Americans who owe more than $50,000 in federal tax debt can lose their passports under a new federal law.

In 2015, Congress passed legislation allowing the State Department to revoke or deny passports to those with "seriously delinquent tax debt," according to Philadelphia tax attorneys. In March, the IRS will start implementing the new mandate.

For those (like me) who need legal translation, a "seriously delinquent tax debt" means an unpaid, legally enforceable federal tax liability that has been assessed, is greater than $50,000 (including tax, penalty, and interest), and has a notice of lien with opportunity for administrative remedies either lapsed or denied, or a levy has been made seizing assets, according to Epstein Shapiro &  Epstein, a local law firm.

Michael Gillen, director of the tax accounting group at the law firm Duane Morris, advised those who fall into the $50,000-in-back-taxes camp not to ignore it.

"The IRS will begin advising the State Department of the identities of U.S. citizens with seriously delinquent tax debts within the next 30 days," Gillen said in an interview, noting that the law could affect "hundreds of thousands" of Americans.

Philly's latest candidate for district attorney, Tariq El-Shabazz, owes more than $50,000 in federal taxes, the Inquirer reported last week.  El-Shabazz's tax bills include six IRS liens from 2013 to 2016 for a combined $137,187, the last coming months after he took the job as first deputy district attorney.

The State Department can not only revoke a U.S. passport, but American citizens residing or traveling overseas also may be required to return to the United States until the tax debts are resolved.

There are some exceptions: if you enter into an installment agreement or what's known as an "offer in compromise" with the IRS, or you are granted innocent-spouse relief.

Another way to resolve the bill?

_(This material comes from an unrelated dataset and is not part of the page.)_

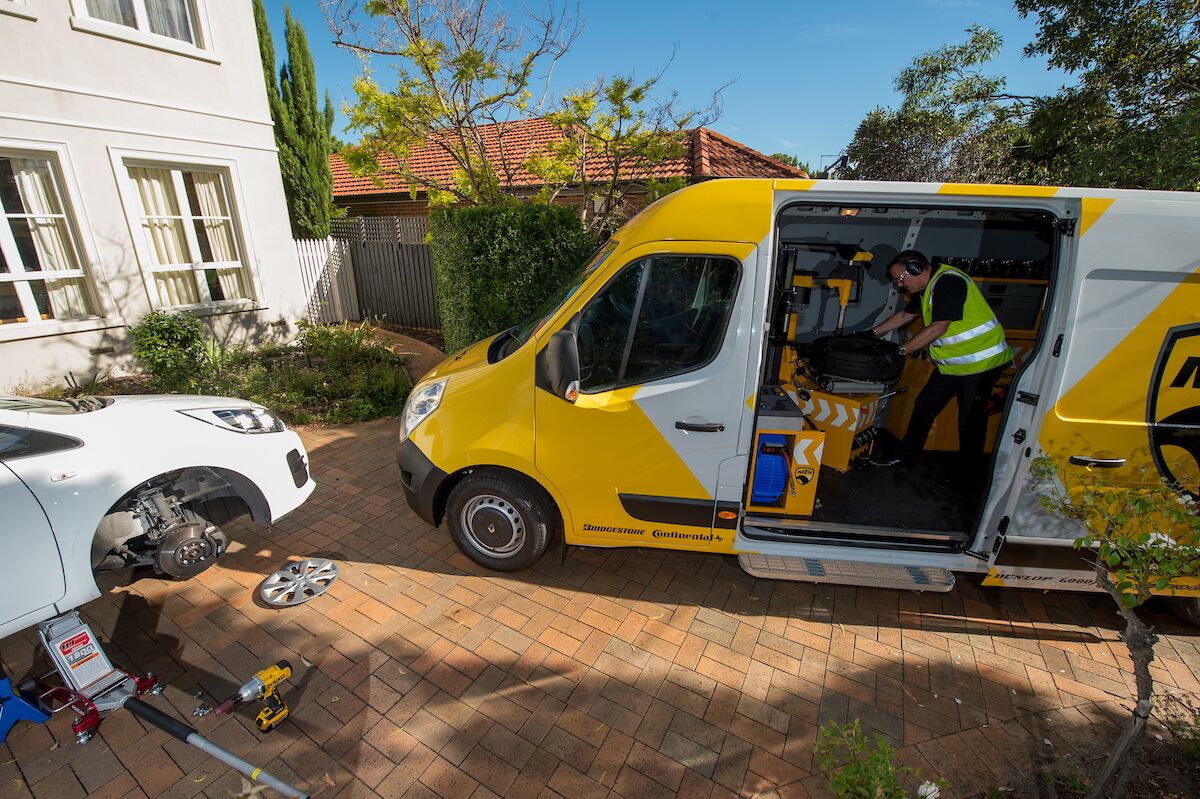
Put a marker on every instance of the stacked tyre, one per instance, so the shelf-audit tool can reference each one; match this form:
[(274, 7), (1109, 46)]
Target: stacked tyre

Pay it in full. Taxpayers who request a collection due-process hearing to contest the tax liability also can avoid passport revocation, Gillen said.

"I have received dozens of calls this year from taxpayers, as well as from concerned friends, family members, and colleagues who have a loved one in such a situation," he said.

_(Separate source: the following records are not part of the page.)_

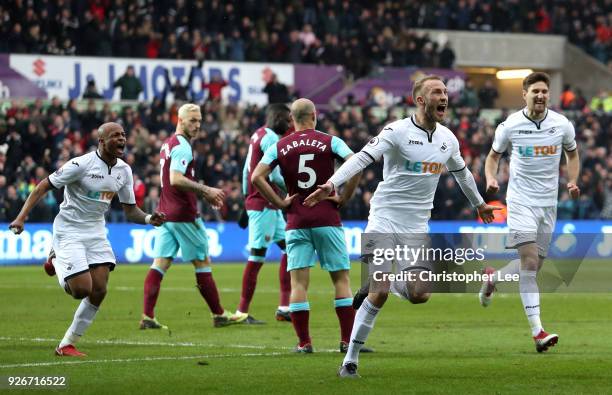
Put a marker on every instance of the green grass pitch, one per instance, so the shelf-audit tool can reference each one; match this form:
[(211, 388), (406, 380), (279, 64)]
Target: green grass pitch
[(448, 345)]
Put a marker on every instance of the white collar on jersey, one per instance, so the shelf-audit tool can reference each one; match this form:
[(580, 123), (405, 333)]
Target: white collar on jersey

"And many people don't intentionally fail to pay, or they owe and can't pay it yet. They're not running from it," Gillen noted. "But now is the time to resolve your IOUs with the IRS."

Financial Elder Abuse

What are the signs? A new American Institute of Certified Public Accountants report on financial elder abuse spells out what to look for and resources to fight it. A copy of the report is available at the organization's website: AICPA.org.

Although potential financial abuse may be associated with the onset of dementia, if you have any reason to suspect an older person is a victim, contact your local investigative authority. Signs of such abuse include:

  • Unpaid bills.
  • Sudden change in lifestyle.
  • Forged signatures.
  • Sudden accrual of debts, or sale or change in the title of a home, land, or assets.
  • Unexplained transfer of funds.
  • Power of attorney or wills changed under unusual circumstances.
  • Sudden changes in withdrawal amounts.
  • Complaints about missing money or assets.

If financial elder abuse is suspected, Stopfraud.gov, the website of the Financial Fraud Enforcement Task Force, recommends that family members or others contact the FBI at 202-324-3000 or at https://tips.fbi.gov.  Also, contact the U.S. Attorney's Office where the person lives or where the fraud was committed.

According to the Government Accountability Office, financial fraud targeting older Americans costs them an estimated $2.9 billion annually. Frauds range from the IRS impersonation scam to the Jamaican Lottery Scam and the prevalent Grandparent Scam. Though all are different in form, they employ threatening and misleading tactics that rob seniors of their hard-earned life savings.

"Personally, I have told my mother and mother-in-law that they are not to give out information to anyone who calls. They simply say their son or daughter handles all their affairs and that they can't come to the phone," said report author Howard Silverstone, director of Forensic Resolutions Inc. and a member of the AICPA Forensic & Litigation Services Committee's Fraud Task Force.